The first thing we'll have to cover is terminology; that is, parts of the violin and bow. Please refer to the photo below:

The violin above is on its back. From the very top going down, we start with the scroll. It looks a bit like a scroll of parchment.

The four black pieces of wood that stick out of the top of the violin are called pegs. These pegs hold the strings, which are wound in a very special way (At the beginning, ask your teacher to do this so you don't accidentally break a string!). These pegs are housed in a rectangular area called the peg-box.

This brings us to the topic of strings. Going from left to right, the names of the four strings are as follows:

G D A E. The best way to memorize the names is with a cute mnemonic that goes like this: "Greedy Dogs Always Eat.

If you look immediately below the peg box, you'll find a tiny little raised horizontal bar. You can see it if you squint. This is called the nut.

Below the nut, we have an entire black part that looks like a miniature diving board. This is called the fingerboard. To the right and left of the fingerboard, we have what look like shoulders of the violin. These are called bouts.

Below the fingerboard, you'll find stylized holes called f-holes. This is where the sound comes out of the instrument. Incidentally, if you look inside the violin, you might see a thin column of wood standing up straight. This called the sound post. The sound post is the "soul" of the instrument. If it falls from its position or gets moved, the violin won't sound right.

To the right and left of the f-holes, we have ribs. These are the inward curves on the side of the instrument.

You might notice that there is something holding up the strings right in the middle of the f-holes. This is called the bridge. The height of the bridge causes the strings to exert an enormous amount of tension on the instrument.

At the bottom of the instrument, the strings are attached to another black part called the tail-piece. This tail-piece has 4 screws that are really called fine-tuners. Turning those fine-tuners, you can change the pitch (that is, sound) of the strings. At the beginning, your teacher will do this for you. More advaned students often only have one fine tuner on the E string and they tune the instrument by turning the pegs. Since the E string is so thin, many performers worry that turning the E peg excessively could break it. This is why even the most advanced violinists almost always tune it with a fine-tuner.
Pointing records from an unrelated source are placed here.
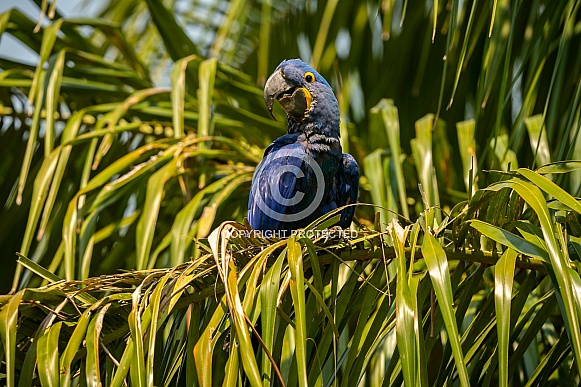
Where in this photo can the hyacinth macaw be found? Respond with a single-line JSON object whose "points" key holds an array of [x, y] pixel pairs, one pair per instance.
{"points": [[303, 174]]}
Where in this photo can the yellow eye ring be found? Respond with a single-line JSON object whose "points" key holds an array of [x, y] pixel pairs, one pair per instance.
{"points": [[309, 77]]}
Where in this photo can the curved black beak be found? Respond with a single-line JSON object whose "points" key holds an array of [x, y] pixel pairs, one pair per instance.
{"points": [[276, 85], [294, 99]]}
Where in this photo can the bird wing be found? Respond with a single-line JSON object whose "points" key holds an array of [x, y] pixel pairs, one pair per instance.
{"points": [[277, 186]]}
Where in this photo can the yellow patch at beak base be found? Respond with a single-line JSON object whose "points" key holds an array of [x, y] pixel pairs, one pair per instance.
{"points": [[308, 97]]}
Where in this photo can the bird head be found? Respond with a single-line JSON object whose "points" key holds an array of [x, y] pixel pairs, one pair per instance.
{"points": [[305, 96]]}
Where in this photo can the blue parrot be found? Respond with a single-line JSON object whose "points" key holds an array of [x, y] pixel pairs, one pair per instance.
{"points": [[303, 174]]}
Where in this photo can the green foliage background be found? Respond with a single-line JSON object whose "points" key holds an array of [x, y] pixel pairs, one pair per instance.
{"points": [[136, 133]]}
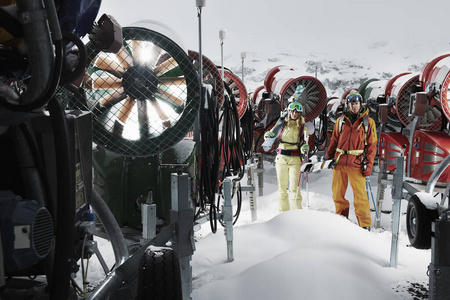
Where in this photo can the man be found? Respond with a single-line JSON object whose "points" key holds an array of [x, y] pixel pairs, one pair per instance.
{"points": [[353, 147]]}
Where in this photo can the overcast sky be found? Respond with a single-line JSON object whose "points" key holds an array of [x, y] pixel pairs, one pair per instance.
{"points": [[339, 28]]}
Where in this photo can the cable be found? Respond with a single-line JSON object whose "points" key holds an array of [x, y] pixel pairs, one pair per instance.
{"points": [[209, 162], [247, 121]]}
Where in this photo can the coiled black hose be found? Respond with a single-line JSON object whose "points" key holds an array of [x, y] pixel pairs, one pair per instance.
{"points": [[209, 163]]}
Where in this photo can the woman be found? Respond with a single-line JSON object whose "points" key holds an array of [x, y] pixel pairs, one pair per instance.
{"points": [[288, 160]]}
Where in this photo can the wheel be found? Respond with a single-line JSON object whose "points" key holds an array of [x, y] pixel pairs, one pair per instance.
{"points": [[160, 275], [418, 223]]}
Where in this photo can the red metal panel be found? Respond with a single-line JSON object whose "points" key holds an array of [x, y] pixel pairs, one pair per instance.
{"points": [[391, 146], [427, 152]]}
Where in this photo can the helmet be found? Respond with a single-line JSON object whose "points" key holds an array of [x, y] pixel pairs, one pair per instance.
{"points": [[353, 97], [298, 92], [295, 106]]}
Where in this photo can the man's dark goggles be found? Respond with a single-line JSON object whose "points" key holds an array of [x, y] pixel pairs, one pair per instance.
{"points": [[353, 99]]}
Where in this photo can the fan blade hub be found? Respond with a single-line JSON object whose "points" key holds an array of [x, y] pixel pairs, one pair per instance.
{"points": [[140, 82]]}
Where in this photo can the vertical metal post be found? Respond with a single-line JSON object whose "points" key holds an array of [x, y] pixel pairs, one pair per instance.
{"points": [[2, 270], [397, 195], [148, 215], [260, 171], [250, 182], [382, 176], [182, 214], [222, 36], [243, 55], [228, 218]]}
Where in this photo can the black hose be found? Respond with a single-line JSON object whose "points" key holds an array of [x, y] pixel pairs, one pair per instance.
{"points": [[39, 94], [209, 162], [231, 147], [65, 203], [247, 121]]}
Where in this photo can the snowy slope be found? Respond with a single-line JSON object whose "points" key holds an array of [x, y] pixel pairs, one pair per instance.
{"points": [[307, 254]]}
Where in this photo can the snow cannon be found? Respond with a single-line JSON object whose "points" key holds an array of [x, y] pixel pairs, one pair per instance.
{"points": [[435, 78], [144, 100], [403, 95], [284, 81]]}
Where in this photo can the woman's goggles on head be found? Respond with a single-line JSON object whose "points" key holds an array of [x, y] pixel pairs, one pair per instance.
{"points": [[354, 98], [295, 106]]}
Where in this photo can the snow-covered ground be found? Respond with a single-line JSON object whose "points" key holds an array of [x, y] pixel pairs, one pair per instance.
{"points": [[302, 254], [307, 254]]}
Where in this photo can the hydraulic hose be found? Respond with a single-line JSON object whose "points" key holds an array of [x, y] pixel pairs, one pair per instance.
{"points": [[247, 121], [65, 206], [231, 148], [112, 228], [209, 163]]}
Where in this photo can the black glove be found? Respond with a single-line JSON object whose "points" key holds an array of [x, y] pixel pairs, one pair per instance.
{"points": [[332, 163]]}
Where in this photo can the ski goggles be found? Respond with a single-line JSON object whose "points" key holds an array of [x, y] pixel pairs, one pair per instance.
{"points": [[295, 106], [353, 99]]}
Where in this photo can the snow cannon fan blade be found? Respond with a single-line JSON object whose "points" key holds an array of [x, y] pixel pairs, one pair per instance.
{"points": [[211, 74], [144, 98], [313, 97], [238, 89], [445, 96], [435, 78], [403, 94]]}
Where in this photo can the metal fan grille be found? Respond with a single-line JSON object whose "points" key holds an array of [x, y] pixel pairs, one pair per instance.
{"points": [[313, 98], [445, 101], [144, 99], [433, 117]]}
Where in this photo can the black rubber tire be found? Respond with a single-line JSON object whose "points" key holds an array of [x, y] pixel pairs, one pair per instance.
{"points": [[418, 223], [160, 275]]}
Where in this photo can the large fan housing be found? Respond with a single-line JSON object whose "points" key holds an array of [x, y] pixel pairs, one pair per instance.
{"points": [[436, 76], [144, 98], [284, 83], [407, 86]]}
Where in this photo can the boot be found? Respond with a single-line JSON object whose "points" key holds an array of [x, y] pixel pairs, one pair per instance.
{"points": [[345, 212]]}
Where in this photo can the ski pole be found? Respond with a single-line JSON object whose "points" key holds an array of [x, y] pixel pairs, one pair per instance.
{"points": [[306, 138], [369, 187]]}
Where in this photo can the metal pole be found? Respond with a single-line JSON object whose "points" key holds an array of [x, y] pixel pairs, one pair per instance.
{"points": [[222, 36], [243, 55], [200, 4], [397, 195], [182, 214], [228, 218], [250, 182]]}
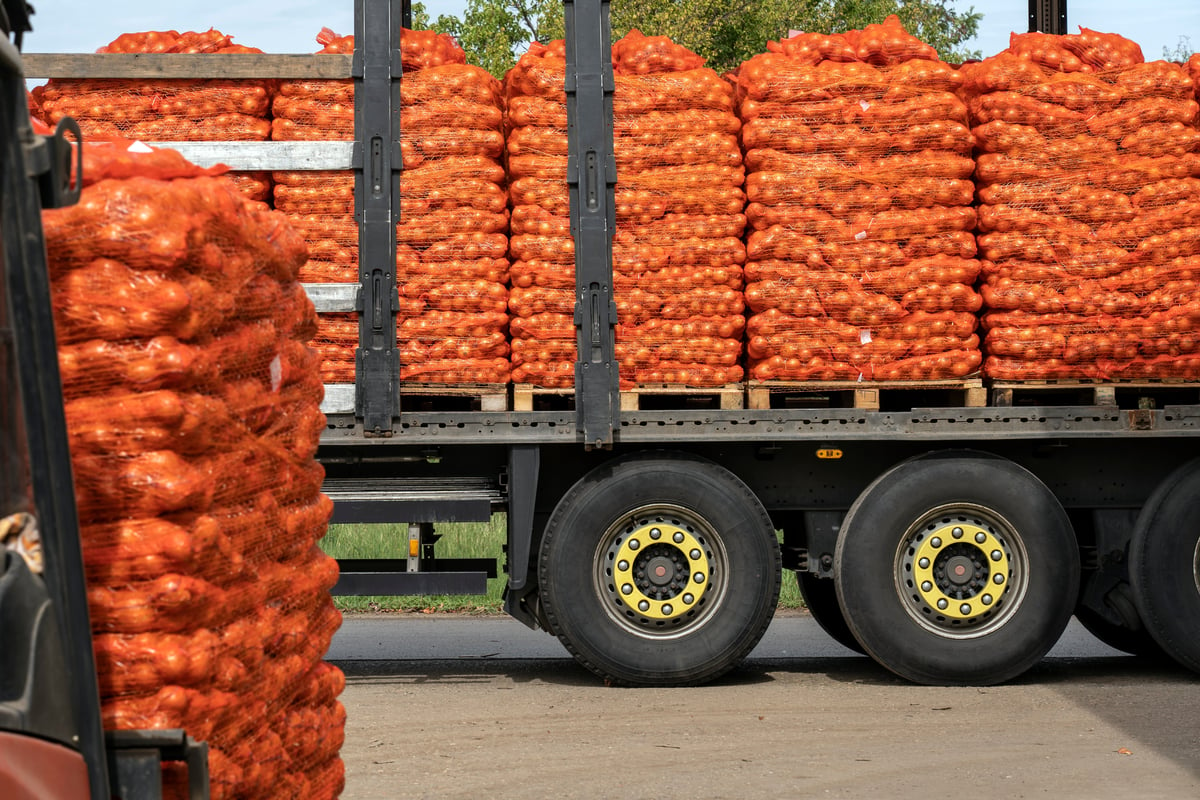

At the very bottom and left-of-center, we find the chin-rest. The chin-rest is a misnomer. The most common error and misconception among beginners is that one's chin goes on the chin-rest. While this CAN be the case, it is often not. Rather, most of the time, the player's jaw makes contact with the chin-rest (why not call it a jaw-rest?!). Comfort is one of the most important elements in playing and it is of utmost importance that your teacher helps you to find the right chin-rest for your unique jaw shape.

While not yet covered in this article, it is also imperative that your teacher also fit you for the right shoulder rest. A shoulder rest is a separate piece of equipment that goes between the violin and your collarbone. It is not the same as the chin rest. Please know that not all teachers are experienced in fitting students. You might wish to ask the store to fit you as soon as you purchase the instrument. In any case, it will save you a trip later if your teacher does not like the chin rest or shoulder rest that is included with the violin.

In the next blog post....Parts of the bow. Stay tuned!

Daniel Broniatowski, D.M.A.

From Diana Dow
Posted on November 12, 2012 at 4:34 AM
I enjoyed your paragraph on the chin rest. I go through that exact explanation when introducing the violin to my students. In fact, I do my best to refer to it as a jaw rest so they will not put their chin on it.